As reported by the New York Times, Princess Latifa told them she was free and that she would come see them soon.
Her freedom, aided by her Finnish martial arts teacher Tiina Jauhiainen and former French spy Hervé Jaubert, was shortlived.
Less than a week later she was seized by armed men from a yacht off the coast of India, destroying her escape plan and crushing all hope for freedom.
Dubai denied she fled ill-treatment in her homeland and she was returned to them. Her social media accounts were shut down and she has not spoken or been seen publicly since.
In December, as the BBC planned to air a documentary about her, Dubai’s royal court released a statement that claimed the Princess was safe in Dubai.

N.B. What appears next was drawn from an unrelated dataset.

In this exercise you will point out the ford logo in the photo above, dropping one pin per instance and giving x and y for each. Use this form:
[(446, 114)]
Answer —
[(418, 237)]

It also alleged she had not tried to escape Dubai, but had been kidnapped.
The statement did little to quell fears that Princess Latifa is safe – largely due to a video released just before her capture.
In the 39-minute video Princess Latifa’s face and voice are clear. There is no denying she is who she says she is.
“I am making this video because it could be the last video I make,” she started.
“If [my escape] doesn’t [work] then this video can help me because all my father cares about is his reputation. He will kill people to protect his own reputation. He only cares about himself and his ego so this video could save my life.
She explained that when she was 14, her older sister Shamsa escaped from her family’s security during a trip to England, wanting more freedom.
She was found after two months, with news reports from the time reporting she was forced into a car in Cambridge. Latifa said Shamsa was drugged and brought back to Dubai.
When Scotland Yard investigated her case as a kidnapping, Dubai authorities denied them the chance to interview Shamsa.
In her video, Princess Latifa recounted many stories of alleged capture and torture of women – including her own torture following an earlier attempt to escape when she was 16. She was imprisoned for three years.
Her claims, a far cry from the tolerant public image Dubai tries to portray, reminded the world that behind the opulence and skyscrapers is a conservative, restrictive regime.
“All of this public image that [my father] is trying to portray, human rights, it’s bullshit. He’s the most evil person I’ve ever met in my life. He’s pure evil. There’s nothing good in him,” Princess Latifa said.